Reverend John Hale, called in from the neighbouring village of Beverly for a second opinion, recorded:
These children were bitten and pinched by invisible agents; their arms, necks, and backs turned this way and that way, and returned back again, so as it was impossible for them to do of themselves, and beyond the power of any epileptic fits, or natural disease to effect. Sometimes they were taken dumb, their mouths stopped, their throats choked, their limbs wracked and tormented so as might move a heart of stone to sympathise with them.4
The girls continued like this for a month. Parris by mid-February strongly suspected witchcraft, and he does not seem to have kept this to himself. When Paris and his wife went to a religious lecture on 25 February, a neighbour, Mary Sibley, came to the house and had the Parrises’ two slaves,5 Tituba and her husband, John Indian, make a “witch cake” that could “detect the identity of the girls’ tormentors. They baked a loaf of rye bread mixed with some urine from the afflicted girls, then fed it to the family dog. … When the dog ate the witch cake, it was supposed to reveal the witch’s identity.
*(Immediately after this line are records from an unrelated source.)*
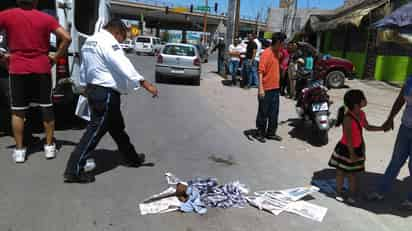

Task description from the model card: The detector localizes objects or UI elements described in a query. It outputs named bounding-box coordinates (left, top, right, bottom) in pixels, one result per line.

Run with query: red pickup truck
left=315, top=55, right=355, bottom=88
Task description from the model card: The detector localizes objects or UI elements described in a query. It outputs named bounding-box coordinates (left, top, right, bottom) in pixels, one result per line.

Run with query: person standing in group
left=229, top=39, right=242, bottom=86
left=256, top=33, right=286, bottom=143
left=64, top=19, right=158, bottom=183
left=368, top=75, right=412, bottom=210
left=288, top=42, right=302, bottom=99
left=253, top=34, right=263, bottom=87
left=329, top=90, right=384, bottom=204
left=243, top=34, right=258, bottom=89
left=0, top=0, right=71, bottom=163
left=211, top=38, right=226, bottom=73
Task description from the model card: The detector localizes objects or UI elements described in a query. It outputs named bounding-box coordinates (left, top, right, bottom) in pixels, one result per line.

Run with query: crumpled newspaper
left=139, top=187, right=182, bottom=215
left=247, top=186, right=319, bottom=216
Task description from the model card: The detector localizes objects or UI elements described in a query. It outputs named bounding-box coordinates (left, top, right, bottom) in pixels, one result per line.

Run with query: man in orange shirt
left=256, top=33, right=286, bottom=143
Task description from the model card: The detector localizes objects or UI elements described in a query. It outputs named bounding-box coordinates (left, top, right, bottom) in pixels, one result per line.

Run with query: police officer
left=64, top=19, right=158, bottom=183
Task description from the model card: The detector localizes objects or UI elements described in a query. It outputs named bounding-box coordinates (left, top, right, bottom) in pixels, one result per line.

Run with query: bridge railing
left=128, top=0, right=266, bottom=23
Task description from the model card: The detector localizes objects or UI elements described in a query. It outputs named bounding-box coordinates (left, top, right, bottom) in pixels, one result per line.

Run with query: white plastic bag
left=75, top=95, right=90, bottom=121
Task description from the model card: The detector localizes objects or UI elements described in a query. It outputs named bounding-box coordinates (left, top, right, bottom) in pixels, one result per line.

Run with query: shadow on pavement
left=312, top=168, right=412, bottom=217
left=243, top=129, right=258, bottom=142
left=156, top=77, right=197, bottom=86
left=279, top=118, right=326, bottom=147
left=6, top=137, right=77, bottom=158
left=90, top=149, right=155, bottom=175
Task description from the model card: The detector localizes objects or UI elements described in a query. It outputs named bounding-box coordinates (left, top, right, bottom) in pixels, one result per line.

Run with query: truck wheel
left=319, top=130, right=329, bottom=145
left=193, top=76, right=200, bottom=86
left=326, top=71, right=345, bottom=88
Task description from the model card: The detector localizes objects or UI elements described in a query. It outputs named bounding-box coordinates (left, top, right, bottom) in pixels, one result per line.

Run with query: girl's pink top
left=341, top=111, right=366, bottom=148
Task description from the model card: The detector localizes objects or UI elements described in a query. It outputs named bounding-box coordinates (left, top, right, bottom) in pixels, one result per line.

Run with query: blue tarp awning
left=374, top=2, right=412, bottom=30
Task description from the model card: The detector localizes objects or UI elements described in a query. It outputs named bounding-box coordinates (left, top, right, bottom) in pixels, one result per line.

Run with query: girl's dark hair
left=336, top=89, right=366, bottom=127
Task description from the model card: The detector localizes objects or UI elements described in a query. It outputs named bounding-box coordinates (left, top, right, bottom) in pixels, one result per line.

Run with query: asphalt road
left=0, top=55, right=412, bottom=231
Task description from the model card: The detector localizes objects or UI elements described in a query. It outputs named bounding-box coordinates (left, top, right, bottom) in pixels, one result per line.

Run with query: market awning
left=312, top=0, right=388, bottom=31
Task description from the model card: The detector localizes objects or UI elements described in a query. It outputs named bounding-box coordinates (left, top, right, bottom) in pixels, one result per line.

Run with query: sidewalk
left=201, top=63, right=410, bottom=230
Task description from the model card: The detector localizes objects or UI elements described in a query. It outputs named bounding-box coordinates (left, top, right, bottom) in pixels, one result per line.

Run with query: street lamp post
left=203, top=0, right=209, bottom=45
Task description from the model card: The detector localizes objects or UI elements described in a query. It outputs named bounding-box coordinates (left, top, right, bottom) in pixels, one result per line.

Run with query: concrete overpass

Indeed, the afflicted girls soon cried out that it was Tituba who was tormenting them.”6 As much danger as Tituba was now in, Sibley was in more: in telling Reverend Parris of her “discovery”, she was not merely among the accused; she had confessed to witchcraft—even if it was “white magic”. Later, Parris would identify Sibley’s “diabolical” dabblings as the origin point of Salem’s troubles, the “means [by which] the Devil hath been raised amongst us”.7
Two miles away, just outside the boundary of Salem Village, on the same day as the witch cake was baked, two other girls began reporting demonic visitations. Ann Putnam Jr., 12, the most individually important character in our story, said a spectre had pinched her and tried to make her sign a covenant with Satan. Putnam identified the spectre as Sarah Good, a poor and difficult woman, often sharp-tongued even with those who sought to help her, who lived in the shadow of her father’s suicide, a grave sin to Puritans. The other girl, Elizabeth Hubbard, 17, said Good had sent a wolf after her, and that she was being tormented by Sarah Osburn, a bedridden widow in her late 40s who had scandalised Salem by purchasing the contract of an indentured servant and marrying him.8
These four children with an average age of 12—Betty Parris, Abigail Williams, Ann Putnam Jr., and Elizabeth Hubbard—would be remembered as the “Salem Girls”, the motor for the infamous events in New England in 1692.